Visa and Coinbase partner for instant deposits with debit cards
Visa (NYSE:V) partnered with Coinbase (NASDAQ:COIN) to offer instant deposits via Visa Direct for U.S. and EU clients with eligible debit cards. This integration allows users to fund Coinbase accounts in real-time, expediting transactions and enabling quick market responses. Additionally, Visa continues to expand in crypto with initiatives like the Visa Tokenized Asset Platform, promoting integration between traditional and digital finance.
Chainlink launches CRE to integrate applications across multiple blockchains
Chainlink (COIN:LINKUSD) unveiled the Chainlink Runtime Environment (CRE) at the SmartCon event, aimed at developing decentralized, cross-blockchain financial applications.
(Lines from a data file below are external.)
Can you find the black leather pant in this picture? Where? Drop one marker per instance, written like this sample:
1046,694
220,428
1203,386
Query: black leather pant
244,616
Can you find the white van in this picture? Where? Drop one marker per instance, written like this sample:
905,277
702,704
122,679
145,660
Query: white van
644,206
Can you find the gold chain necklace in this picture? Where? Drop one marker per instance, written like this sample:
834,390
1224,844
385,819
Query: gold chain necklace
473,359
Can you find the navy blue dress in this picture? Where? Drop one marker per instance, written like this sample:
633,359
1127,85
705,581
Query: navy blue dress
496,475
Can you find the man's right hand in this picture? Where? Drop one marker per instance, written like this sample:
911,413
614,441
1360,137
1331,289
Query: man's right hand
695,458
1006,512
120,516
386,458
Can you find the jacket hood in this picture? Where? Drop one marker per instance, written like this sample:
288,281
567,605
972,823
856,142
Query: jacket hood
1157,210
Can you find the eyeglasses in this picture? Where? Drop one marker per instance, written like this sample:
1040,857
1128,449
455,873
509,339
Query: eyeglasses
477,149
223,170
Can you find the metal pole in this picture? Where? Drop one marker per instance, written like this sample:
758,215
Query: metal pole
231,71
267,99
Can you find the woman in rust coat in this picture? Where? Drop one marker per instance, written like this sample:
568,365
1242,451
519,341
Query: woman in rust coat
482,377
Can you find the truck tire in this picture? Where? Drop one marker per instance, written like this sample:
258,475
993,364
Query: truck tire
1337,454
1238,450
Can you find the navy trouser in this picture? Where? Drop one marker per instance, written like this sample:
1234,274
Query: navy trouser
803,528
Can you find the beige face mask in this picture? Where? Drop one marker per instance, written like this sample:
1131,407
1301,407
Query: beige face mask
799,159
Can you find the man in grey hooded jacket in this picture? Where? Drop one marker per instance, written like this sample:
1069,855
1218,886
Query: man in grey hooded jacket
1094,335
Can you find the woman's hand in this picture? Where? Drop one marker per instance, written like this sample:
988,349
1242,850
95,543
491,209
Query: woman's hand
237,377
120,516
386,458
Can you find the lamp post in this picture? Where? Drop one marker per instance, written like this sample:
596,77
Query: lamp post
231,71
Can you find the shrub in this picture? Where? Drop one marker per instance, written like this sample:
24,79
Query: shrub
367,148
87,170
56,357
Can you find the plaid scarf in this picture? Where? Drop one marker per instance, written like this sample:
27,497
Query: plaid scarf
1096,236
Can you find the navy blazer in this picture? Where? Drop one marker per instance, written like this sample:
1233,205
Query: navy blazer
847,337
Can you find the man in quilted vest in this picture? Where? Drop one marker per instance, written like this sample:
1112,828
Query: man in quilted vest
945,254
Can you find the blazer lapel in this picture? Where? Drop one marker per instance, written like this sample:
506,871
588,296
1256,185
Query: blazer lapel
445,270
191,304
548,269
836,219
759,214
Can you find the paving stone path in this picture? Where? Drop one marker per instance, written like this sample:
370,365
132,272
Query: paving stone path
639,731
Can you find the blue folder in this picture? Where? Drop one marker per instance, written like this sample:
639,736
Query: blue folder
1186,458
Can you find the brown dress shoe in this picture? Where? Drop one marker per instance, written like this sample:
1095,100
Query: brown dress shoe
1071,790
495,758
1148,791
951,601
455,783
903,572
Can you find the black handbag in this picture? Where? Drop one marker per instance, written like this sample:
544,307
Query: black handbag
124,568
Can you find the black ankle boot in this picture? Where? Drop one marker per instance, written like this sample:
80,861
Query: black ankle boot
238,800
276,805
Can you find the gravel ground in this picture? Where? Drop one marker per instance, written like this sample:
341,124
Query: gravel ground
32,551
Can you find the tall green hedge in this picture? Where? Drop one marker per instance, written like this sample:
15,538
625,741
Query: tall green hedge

Modeled after the Java Runtime Environment, CRE enables developers to build complex applications in days, not months, with modular Oracle components. Equipped with zero-knowledge proofs, it facilitates private, interoperable institutional transactions, advancing traditional finance adoption in Web3. Full launch is expected in 2025.
Florida CFO proposes adding Bitcoin to state pension funds
Jimmy Patronis, Florida’s chief financial officer, urged the State Board of Administration to consider Bitcoin for state pension funds, highlighting it as “digital gold” and a compelling diversification against volatility. Patronis argues Bitcoin’s decentralization offers financial protection and aligns with Ron DeSantis’s stance against central bank digital currencies. He proposed a study to assess the risks and benefits of this strategic addition to the Florida Growth Fund, which already invests in high-growth assets.
Nillion raises $25 million to expand its decentralized privacy network
On October 30, Nillion secured $25 million in funding led by Hack VC, totaling over $50 million, for its decentralized privacy platform. Known for its off-chain “Blind Computer,” Nillion offers advanced privacy services without blockchain, leveraging secure multiparty computation and homomorphic encryption. With more than 40 developers in the Cosmos ecosystem, its network supports quantum messaging solutions and secure trading platforms, attracting partners like Distributed Global and Hashkey.